Acontece que a dita diretiva só proíbe Portugal de autorizar a entrada das várias esposas quando o marido já mora por aqui e é casado. No resto, cada Estado-membro define se o círculo familiar relevante para o reagrupamento só integra a Malala, ou também abrange a Amina, a Nazia e a Farida. A opção por a Malala ser a única mulher que pode embarcar no avião é mesmo nossa.
As declarações enérgicas contra qualquer admissão da poligamia em território europeu são fáceis de perceber. Abrir a porta a hordas de muçulmanos com várias mulheres a tiracolo tem o condão de pôr toda a gente maldisposta. Os mais conservadores começam logo a bradar contra o multiculturalismo que já está a dar cabo das nossas instituições milenares — esquecendo que o regime nacional do divórcio já esteve mais longe de ser uma espécie de poligamia em série. Progressistas e feministas desatam a denunciar a desigualdade de um casamento onde o marido consegue ver-se livre da mulher dizendo três vezes talaq, enquanto esta tem de aturar homem até que ele se digne deixá-la ir à vida dela.
O que pouca gente sabe é que, pela calada, os tribunais têm recorrido regularmente a um ramo de direito pouco conhecido do grande público, o Direito Internacional Privado, para ir resolvendo os problemas concretos colocados pelos casamentos poligâmicos. Nunca se reconhece a validade de um casamento poligâmico quando um dos cônjuges seja português ou residente em Portugal, nem se permite a sua celebração em território nacional. Mas aceita-se que um segundo casamento seja considerado quando tiver sido celebrado num país que admite a poligamia, entre nacionais e residentes nesse país, sempre que não o fazer deixa a terceira parte ainda mais desprotegida.

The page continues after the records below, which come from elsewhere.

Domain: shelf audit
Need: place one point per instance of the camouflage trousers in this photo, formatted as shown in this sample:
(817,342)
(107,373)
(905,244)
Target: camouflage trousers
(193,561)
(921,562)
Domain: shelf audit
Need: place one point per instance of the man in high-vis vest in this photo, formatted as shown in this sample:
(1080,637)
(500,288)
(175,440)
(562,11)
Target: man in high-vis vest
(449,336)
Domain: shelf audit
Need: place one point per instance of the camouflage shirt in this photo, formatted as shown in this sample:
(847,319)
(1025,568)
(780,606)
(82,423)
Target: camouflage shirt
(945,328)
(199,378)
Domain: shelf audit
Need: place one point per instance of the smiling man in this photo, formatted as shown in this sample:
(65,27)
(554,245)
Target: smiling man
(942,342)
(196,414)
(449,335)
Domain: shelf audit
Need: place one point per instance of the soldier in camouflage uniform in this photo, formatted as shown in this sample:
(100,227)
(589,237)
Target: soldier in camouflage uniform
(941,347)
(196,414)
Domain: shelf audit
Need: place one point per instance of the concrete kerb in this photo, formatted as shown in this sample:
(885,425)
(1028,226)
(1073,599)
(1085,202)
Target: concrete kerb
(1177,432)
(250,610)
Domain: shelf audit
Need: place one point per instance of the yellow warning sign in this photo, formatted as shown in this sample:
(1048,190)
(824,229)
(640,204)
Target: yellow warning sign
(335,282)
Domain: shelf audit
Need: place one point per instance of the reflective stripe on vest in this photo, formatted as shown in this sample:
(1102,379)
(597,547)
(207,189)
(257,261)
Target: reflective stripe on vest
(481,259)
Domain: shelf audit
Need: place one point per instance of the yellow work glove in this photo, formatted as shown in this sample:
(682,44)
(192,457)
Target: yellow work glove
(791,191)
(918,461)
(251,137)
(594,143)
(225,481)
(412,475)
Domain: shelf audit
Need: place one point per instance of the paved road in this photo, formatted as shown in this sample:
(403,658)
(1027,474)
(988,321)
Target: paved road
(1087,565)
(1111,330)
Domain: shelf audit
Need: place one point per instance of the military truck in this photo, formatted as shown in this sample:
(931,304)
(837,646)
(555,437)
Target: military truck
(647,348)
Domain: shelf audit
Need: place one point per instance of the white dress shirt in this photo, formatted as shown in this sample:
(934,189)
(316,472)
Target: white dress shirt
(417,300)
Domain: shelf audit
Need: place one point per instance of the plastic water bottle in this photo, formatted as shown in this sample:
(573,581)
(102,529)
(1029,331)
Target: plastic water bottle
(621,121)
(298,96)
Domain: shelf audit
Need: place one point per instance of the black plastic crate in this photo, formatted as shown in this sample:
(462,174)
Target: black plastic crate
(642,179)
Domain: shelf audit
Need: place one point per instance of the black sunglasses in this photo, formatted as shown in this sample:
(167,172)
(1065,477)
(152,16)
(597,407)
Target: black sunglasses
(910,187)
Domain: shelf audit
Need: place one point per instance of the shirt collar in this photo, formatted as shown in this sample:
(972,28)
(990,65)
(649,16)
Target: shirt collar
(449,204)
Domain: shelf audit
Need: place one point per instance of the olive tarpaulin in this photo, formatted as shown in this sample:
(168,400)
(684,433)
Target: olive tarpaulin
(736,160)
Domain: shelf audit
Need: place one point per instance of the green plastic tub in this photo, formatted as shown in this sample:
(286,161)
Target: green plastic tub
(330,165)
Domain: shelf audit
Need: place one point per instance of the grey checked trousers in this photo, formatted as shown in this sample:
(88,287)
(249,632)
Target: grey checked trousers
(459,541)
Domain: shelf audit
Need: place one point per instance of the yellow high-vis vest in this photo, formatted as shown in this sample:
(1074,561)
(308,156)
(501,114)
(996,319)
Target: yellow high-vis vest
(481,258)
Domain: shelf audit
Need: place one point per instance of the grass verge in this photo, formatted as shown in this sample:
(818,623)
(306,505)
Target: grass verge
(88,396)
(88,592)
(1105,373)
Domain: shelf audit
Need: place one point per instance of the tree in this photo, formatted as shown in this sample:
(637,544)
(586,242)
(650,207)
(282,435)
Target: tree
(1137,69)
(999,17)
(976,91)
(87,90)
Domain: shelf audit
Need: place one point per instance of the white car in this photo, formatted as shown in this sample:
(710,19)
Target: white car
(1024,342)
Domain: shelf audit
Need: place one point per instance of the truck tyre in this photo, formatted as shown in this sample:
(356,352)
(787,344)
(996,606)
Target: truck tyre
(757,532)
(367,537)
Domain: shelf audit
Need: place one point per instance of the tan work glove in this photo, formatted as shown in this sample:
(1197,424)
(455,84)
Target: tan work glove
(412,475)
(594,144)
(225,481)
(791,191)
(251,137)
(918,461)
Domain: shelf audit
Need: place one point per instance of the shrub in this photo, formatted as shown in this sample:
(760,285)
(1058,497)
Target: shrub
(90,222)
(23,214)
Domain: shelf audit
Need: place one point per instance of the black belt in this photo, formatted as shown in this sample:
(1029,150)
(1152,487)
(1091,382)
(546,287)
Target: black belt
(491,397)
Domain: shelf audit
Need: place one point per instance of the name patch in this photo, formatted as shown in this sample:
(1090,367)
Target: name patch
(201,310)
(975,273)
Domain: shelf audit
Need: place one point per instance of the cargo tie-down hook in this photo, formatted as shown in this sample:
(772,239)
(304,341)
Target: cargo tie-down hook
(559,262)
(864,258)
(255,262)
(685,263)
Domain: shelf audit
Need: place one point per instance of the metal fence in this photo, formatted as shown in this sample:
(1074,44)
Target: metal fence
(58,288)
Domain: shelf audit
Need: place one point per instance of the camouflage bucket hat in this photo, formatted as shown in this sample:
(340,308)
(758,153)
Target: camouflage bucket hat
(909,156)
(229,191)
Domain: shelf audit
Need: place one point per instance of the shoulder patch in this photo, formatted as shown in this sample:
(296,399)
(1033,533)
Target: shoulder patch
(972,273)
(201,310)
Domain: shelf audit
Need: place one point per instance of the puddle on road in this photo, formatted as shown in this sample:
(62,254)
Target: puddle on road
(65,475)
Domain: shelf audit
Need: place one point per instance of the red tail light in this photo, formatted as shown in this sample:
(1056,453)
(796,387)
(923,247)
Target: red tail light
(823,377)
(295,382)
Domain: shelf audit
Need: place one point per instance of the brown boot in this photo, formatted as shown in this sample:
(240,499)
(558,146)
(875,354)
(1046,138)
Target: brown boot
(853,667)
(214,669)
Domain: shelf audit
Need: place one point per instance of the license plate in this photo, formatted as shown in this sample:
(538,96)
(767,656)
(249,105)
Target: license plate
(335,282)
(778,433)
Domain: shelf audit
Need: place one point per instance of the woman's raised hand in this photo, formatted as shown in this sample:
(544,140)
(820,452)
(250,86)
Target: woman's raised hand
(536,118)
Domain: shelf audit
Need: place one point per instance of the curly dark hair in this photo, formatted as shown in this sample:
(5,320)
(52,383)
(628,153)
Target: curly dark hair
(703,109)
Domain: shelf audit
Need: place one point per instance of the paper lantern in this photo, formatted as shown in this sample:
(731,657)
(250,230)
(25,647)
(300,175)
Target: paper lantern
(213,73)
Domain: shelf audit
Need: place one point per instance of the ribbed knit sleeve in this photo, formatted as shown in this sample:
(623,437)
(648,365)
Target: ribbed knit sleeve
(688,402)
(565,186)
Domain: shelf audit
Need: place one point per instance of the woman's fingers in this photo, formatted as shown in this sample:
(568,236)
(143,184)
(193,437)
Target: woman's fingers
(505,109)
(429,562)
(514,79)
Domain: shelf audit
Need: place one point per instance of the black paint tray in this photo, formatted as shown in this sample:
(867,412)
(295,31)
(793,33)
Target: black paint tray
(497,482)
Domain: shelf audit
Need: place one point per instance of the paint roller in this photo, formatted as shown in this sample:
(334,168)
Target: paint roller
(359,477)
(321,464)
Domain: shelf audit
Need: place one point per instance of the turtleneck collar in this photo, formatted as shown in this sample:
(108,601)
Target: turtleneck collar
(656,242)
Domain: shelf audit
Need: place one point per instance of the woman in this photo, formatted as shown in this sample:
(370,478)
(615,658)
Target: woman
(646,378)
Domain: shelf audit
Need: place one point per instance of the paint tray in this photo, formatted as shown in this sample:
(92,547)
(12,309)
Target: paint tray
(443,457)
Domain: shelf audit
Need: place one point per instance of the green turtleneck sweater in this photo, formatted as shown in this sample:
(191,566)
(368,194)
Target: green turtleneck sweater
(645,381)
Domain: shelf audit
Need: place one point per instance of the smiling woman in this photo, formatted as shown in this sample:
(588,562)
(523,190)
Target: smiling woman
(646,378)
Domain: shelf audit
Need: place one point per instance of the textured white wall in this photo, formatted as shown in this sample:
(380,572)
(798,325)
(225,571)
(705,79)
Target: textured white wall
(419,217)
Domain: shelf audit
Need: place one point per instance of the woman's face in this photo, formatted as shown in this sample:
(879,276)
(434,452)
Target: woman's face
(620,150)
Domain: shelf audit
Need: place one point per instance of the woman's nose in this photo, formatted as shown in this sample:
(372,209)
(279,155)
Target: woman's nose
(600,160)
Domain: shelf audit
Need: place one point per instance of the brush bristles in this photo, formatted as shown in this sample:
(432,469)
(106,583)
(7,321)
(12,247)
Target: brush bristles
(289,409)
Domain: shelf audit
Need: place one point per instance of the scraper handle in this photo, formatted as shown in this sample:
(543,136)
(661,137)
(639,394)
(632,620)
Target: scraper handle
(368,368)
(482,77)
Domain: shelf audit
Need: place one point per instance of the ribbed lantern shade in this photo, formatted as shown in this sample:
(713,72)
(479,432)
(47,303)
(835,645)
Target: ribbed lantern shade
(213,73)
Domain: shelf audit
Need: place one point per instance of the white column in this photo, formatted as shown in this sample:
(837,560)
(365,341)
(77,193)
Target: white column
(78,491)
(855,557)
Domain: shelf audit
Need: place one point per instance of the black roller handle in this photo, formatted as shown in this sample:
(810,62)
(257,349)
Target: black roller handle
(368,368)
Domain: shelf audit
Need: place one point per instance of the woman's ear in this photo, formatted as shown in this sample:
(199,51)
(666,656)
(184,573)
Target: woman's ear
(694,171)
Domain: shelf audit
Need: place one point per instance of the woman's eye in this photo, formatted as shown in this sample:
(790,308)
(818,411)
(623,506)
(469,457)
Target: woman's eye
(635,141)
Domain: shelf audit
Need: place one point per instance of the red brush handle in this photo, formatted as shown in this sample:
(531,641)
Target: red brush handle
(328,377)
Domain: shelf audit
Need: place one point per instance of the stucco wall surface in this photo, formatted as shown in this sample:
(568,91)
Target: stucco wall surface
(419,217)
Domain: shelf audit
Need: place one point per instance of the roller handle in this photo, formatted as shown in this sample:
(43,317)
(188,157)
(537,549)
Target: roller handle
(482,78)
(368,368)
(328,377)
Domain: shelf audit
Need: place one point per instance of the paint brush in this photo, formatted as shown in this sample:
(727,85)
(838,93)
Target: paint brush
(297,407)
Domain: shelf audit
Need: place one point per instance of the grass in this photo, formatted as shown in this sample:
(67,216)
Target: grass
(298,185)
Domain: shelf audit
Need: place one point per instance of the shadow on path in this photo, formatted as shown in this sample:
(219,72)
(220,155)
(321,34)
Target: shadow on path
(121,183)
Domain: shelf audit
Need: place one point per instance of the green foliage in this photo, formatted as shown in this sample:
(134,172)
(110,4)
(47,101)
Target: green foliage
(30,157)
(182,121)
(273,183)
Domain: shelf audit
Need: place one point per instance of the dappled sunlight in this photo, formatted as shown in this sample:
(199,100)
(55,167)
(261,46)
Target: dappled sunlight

Na situação das mulheres afegãs, é difícil dizer que não se justifica permitir a sua entrada. Nem que seja porque outro valor, superior à exclusividade do casamento, se impõe: a própria vida destas, muito provavelmente em risco. Podem deixar o Abdul trazer todas as suas esposas. Juridicamente, estamos equipados para lidar com isso. Os tribunais já mostraram ter capacidade para tratar os casamentos poligâmicos sem pôr em causa a sacrossanta exclusividade do matrimónio ou aplicar a sharia e obrigar a Yasmina a andar de burka. Resta saber se, politicamente, há vontade para o fazer.»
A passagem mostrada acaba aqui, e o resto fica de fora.